Scivolare via

Non bisognerebbe scrivere quando si è tristi. Un po’ come non bisognerebbe andare a fare la spesa quando si ha fame. Si finisce per riempire il carrello di cose che fanno più male che bene, e che in condizioni normali non si sarebbero mai comprate. Anche se, non so cosa è peggio. Nel lungo, a volte noioso, inseguimento al mangiar sano, ti ritrovi a prendere tofu come fonte proteica — salvo poi maledirlo —, verdure che non hai nessuna voglia di cucinare, e cibi che, in fondo, lo sai che non sfamano.

Ma la mia tristezza oggi è sobria, quasi noiosa, di quelle che, per continuare il paragone, ti farebbero uscire dal supermercato con l’insalata già lavata, la mozzarella — ma non di bufala campana perché chissà cosa c’è sotto —, il petto di pollo bio anche se sei vegetariana nell’animo, e magari una birra in offerta che nemmeno ti va.

Però, la mia tristezza, complice una simil-polmonitella che mi indebolisce decisamente e mi fa molto sentire la Principessa Sissi quando la spedivano al mare con la tisi, con l’unica differenza che ho una casa da buttar via e mi manca la servitù (cioè non l’unica differenza… l altra è che al mare io ci sono già, volendo un’altra piccola differenza la si può trovare nelle origini non nobiliari, le mie intendo…), beh dicevo, la mia tristezza oggi è un gran traguardo.

Sì, perché un tempo io la tristezza non potevo nemmeno immaginarla. Quando la sentivo arrivare,sgusciavo via come un’anguilla che, tra le radici sommerse o nella melma di una pozza, scorge un’ombra sopra di sé — e sparisce con la stessa velocità sorprendente.

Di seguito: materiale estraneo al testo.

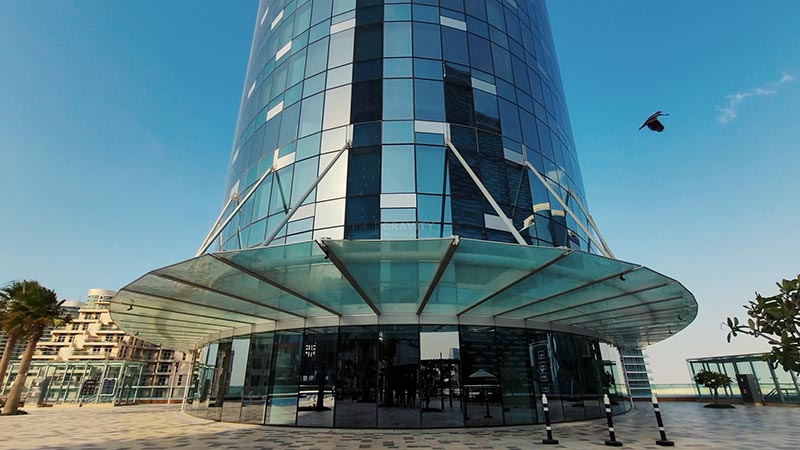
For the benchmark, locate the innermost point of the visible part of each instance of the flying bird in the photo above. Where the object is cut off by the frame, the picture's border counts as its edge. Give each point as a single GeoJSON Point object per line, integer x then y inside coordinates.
{"type": "Point", "coordinates": [653, 123]}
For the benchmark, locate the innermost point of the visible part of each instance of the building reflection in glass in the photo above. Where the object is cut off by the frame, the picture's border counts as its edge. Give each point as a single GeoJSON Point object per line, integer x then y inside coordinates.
{"type": "Point", "coordinates": [405, 376]}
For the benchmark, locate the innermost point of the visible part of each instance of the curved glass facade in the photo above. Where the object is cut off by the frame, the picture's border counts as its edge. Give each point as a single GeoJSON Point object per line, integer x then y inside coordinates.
{"type": "Point", "coordinates": [388, 76]}
{"type": "Point", "coordinates": [404, 376]}
{"type": "Point", "coordinates": [386, 153]}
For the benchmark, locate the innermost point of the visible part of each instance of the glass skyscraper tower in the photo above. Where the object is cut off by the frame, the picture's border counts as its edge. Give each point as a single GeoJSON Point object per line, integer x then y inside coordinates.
{"type": "Point", "coordinates": [390, 78]}
{"type": "Point", "coordinates": [403, 240]}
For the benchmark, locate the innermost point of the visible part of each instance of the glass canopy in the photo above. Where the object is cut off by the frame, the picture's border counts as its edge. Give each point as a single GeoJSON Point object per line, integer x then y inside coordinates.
{"type": "Point", "coordinates": [409, 281]}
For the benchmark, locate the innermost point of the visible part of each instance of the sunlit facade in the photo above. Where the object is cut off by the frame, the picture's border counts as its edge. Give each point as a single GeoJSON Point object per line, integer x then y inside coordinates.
{"type": "Point", "coordinates": [403, 241]}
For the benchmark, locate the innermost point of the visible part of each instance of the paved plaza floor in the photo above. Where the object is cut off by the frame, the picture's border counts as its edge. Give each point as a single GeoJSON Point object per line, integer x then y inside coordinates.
{"type": "Point", "coordinates": [162, 427]}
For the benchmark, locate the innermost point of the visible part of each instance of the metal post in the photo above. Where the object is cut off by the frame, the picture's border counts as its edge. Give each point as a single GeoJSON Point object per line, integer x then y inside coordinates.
{"type": "Point", "coordinates": [102, 380]}
{"type": "Point", "coordinates": [664, 442]}
{"type": "Point", "coordinates": [549, 440]}
{"type": "Point", "coordinates": [172, 382]}
{"type": "Point", "coordinates": [189, 378]}
{"type": "Point", "coordinates": [138, 383]}
{"type": "Point", "coordinates": [612, 436]}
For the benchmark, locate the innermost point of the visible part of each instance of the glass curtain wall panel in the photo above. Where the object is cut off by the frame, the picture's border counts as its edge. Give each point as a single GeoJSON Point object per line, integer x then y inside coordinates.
{"type": "Point", "coordinates": [256, 387]}
{"type": "Point", "coordinates": [234, 390]}
{"type": "Point", "coordinates": [315, 402]}
{"type": "Point", "coordinates": [287, 350]}
{"type": "Point", "coordinates": [480, 376]}
{"type": "Point", "coordinates": [519, 401]}
{"type": "Point", "coordinates": [357, 377]}
{"type": "Point", "coordinates": [441, 393]}
{"type": "Point", "coordinates": [398, 372]}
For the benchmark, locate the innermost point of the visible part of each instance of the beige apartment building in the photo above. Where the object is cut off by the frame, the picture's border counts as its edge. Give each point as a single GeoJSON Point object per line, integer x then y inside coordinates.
{"type": "Point", "coordinates": [91, 347]}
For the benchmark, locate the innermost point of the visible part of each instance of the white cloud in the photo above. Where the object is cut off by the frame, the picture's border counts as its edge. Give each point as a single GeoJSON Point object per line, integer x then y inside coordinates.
{"type": "Point", "coordinates": [730, 111]}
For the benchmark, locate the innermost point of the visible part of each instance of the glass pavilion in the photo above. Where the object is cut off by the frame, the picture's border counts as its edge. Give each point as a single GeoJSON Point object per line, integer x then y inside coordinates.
{"type": "Point", "coordinates": [404, 241]}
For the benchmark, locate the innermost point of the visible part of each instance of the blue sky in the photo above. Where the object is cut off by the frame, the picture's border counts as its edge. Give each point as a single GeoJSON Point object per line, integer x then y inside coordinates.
{"type": "Point", "coordinates": [116, 123]}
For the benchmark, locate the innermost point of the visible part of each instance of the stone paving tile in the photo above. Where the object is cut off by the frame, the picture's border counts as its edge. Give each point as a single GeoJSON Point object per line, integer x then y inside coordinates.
{"type": "Point", "coordinates": [160, 427]}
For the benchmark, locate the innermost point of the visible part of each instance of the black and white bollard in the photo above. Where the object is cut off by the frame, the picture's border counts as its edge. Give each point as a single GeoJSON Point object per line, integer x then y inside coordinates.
{"type": "Point", "coordinates": [664, 442]}
{"type": "Point", "coordinates": [547, 426]}
{"type": "Point", "coordinates": [612, 436]}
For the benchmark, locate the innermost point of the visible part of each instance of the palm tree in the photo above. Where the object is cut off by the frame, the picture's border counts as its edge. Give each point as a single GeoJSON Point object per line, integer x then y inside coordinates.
{"type": "Point", "coordinates": [36, 308]}
{"type": "Point", "coordinates": [10, 324]}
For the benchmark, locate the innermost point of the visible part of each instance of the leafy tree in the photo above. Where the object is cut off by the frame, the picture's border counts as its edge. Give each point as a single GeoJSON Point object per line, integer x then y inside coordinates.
{"type": "Point", "coordinates": [11, 324]}
{"type": "Point", "coordinates": [713, 381]}
{"type": "Point", "coordinates": [777, 320]}
{"type": "Point", "coordinates": [36, 308]}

E, esattamente come un’anguilla, non avevo bisogno di vedere la via di fuga: la sentivo, la intuivo, come se fosse disegnata nel fango. E mi ci infilavo, scomparendo tra le pieghe dell’acqua torbida.

D’altronde è così che l’anguilla si salva: da predatori, da reti, da mani curiose. La sua risposta al pericolo è non farsi prendere, non farsi capire, essere imprendibile.

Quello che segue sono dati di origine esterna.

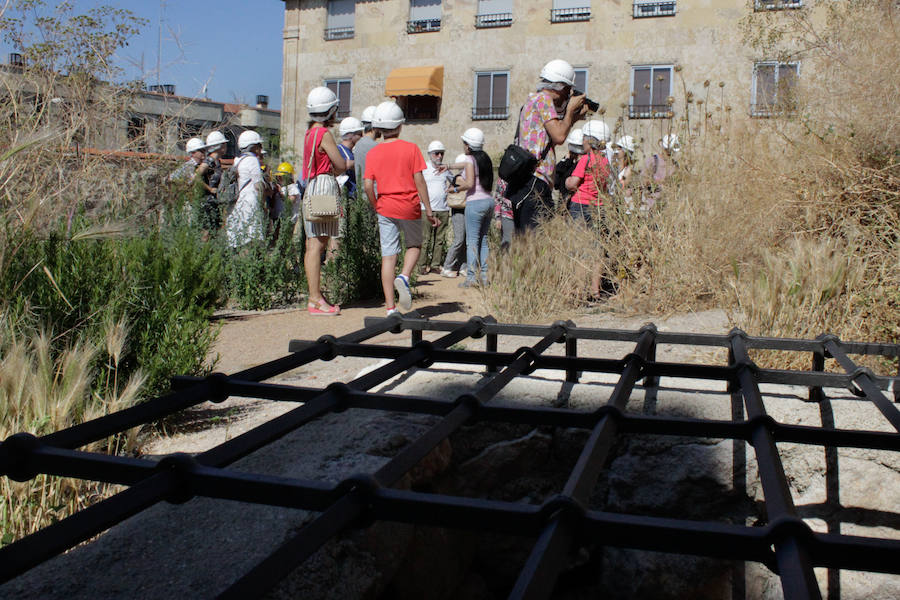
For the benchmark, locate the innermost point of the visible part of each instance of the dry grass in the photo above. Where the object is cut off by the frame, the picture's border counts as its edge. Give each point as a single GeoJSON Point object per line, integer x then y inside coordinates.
{"type": "Point", "coordinates": [792, 223]}
{"type": "Point", "coordinates": [41, 392]}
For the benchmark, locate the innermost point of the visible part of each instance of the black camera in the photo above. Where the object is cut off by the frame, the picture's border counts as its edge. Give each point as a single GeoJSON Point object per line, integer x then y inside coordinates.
{"type": "Point", "coordinates": [592, 106]}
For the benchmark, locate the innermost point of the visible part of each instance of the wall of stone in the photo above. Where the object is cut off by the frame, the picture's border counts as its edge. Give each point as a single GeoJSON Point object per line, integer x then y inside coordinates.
{"type": "Point", "coordinates": [702, 37]}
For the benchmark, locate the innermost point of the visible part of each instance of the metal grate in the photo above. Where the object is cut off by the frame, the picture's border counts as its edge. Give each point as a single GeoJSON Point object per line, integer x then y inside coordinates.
{"type": "Point", "coordinates": [493, 20]}
{"type": "Point", "coordinates": [785, 544]}
{"type": "Point", "coordinates": [567, 15]}
{"type": "Point", "coordinates": [339, 33]}
{"type": "Point", "coordinates": [649, 111]}
{"type": "Point", "coordinates": [653, 9]}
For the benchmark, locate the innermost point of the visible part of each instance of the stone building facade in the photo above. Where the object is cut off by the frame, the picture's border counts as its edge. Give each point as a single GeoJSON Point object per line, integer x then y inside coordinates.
{"type": "Point", "coordinates": [632, 56]}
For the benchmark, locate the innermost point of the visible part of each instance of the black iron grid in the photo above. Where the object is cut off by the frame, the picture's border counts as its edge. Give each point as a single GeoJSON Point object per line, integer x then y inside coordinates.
{"type": "Point", "coordinates": [785, 544]}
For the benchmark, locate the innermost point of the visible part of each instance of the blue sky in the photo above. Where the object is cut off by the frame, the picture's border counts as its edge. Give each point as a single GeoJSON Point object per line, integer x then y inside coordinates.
{"type": "Point", "coordinates": [234, 45]}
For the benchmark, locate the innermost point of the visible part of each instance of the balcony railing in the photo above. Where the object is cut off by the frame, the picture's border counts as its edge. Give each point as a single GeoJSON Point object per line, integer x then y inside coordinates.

Ed è così che io scivolavo sempre più giù.

Ma poi, misteriosamente (se vogliamo definire “misteriosamente” anni di meditazione seduta su un cuscino al mattino con improbabili posizioni da guru, ore e ore e ore di ascolti su zen, vipassana, spiritualità, amore, perdono, universo e molto altro), sì, beh insomma, in maniera inaspettata, ora dalla tristezza mi faccio finalmente attraversare. Se ne sta lì (o io me ne sto lì, non so) e questa nube scorre, o ci scorro. Ed ha un suo fascino. Non c’è vittimismo. Non c’è rabbia. Non c’è odio. Solo il sapore di qualcosa di acido, croccante e lievemente amaro.

E in fondo, si sa, per bilanciare l’anguilla occorre proprio questo.